Skip to main content

PostgreSQL Architecture

Introduction

PostgreSQL (often called "Postgres") is a powerful, open-source object-relational database system with over 30 years of active development. Understanding its architecture is essential for effectively using and optimizing PostgreSQL databases, especially as your applications scale.

In this guide, we'll explore the core components that make up the PostgreSQL architecture, how they interact with each other, and why this architecture makes PostgreSQL both robust and flexible.

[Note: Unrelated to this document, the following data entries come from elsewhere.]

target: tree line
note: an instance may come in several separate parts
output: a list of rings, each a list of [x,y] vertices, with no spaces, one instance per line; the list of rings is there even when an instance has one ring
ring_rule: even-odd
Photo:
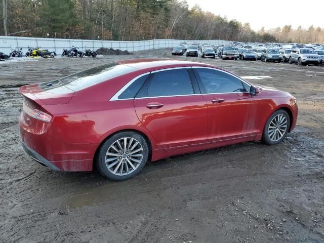
[[[310,26],[255,31],[179,0],[2,0],[0,34],[114,40],[154,38],[323,43]]]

PostgreSQL Architecture Overview

PostgreSQL follows a client-server model where the server process manages the database files, accepts connections from client applications, and performs database actions on behalf of the clients.

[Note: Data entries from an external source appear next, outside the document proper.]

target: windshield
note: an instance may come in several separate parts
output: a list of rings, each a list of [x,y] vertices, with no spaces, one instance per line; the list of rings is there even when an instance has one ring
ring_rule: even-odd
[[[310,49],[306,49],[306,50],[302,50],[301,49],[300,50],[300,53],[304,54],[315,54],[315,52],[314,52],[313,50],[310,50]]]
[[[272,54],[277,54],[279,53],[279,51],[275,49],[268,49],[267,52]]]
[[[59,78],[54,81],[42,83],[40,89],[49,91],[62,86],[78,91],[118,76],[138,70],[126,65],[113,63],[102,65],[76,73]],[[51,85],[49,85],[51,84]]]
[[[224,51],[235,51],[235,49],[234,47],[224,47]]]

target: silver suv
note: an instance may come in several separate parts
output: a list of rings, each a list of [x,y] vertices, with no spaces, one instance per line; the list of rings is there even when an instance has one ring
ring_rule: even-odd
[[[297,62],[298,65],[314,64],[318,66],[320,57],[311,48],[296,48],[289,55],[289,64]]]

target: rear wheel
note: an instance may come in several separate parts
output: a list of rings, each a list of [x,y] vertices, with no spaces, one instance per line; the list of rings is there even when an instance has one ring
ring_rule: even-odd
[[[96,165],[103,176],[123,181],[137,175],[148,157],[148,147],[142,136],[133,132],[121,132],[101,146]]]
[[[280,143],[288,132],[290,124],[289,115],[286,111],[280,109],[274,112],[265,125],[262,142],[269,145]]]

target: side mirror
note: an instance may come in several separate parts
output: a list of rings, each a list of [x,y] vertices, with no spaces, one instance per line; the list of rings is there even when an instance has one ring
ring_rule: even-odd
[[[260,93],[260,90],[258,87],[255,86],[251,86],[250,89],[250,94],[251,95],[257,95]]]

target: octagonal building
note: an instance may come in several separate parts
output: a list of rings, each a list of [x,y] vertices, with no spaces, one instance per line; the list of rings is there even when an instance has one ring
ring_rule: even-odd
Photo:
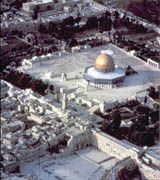
[[[88,85],[113,88],[123,83],[125,70],[115,65],[110,55],[100,54],[94,65],[86,67],[83,77]]]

Let's break down the key components:

Core Components

1. Postmaster (Main Server Process)

The postmaster is the first process that starts when PostgreSQL is initialized. It:

  • Listens for client connections
  • Creates backend processes to handle connections
  • Performs recovery operations when needed
  • Manages the various background processes
bash
# Check postmaster process
$ ps aux | grep postgres
postgres 1234 0.0 0.2 288096 16928 ? Ss 09:15 0:00 /usr/lib/postgresql/14/bin/postgres -D /var/lib/postgresql/14/main

2. Backend Processes

Each time a client connects to the database, the postmaster forks a new process called a "backend process" or "server process" to handle that connection.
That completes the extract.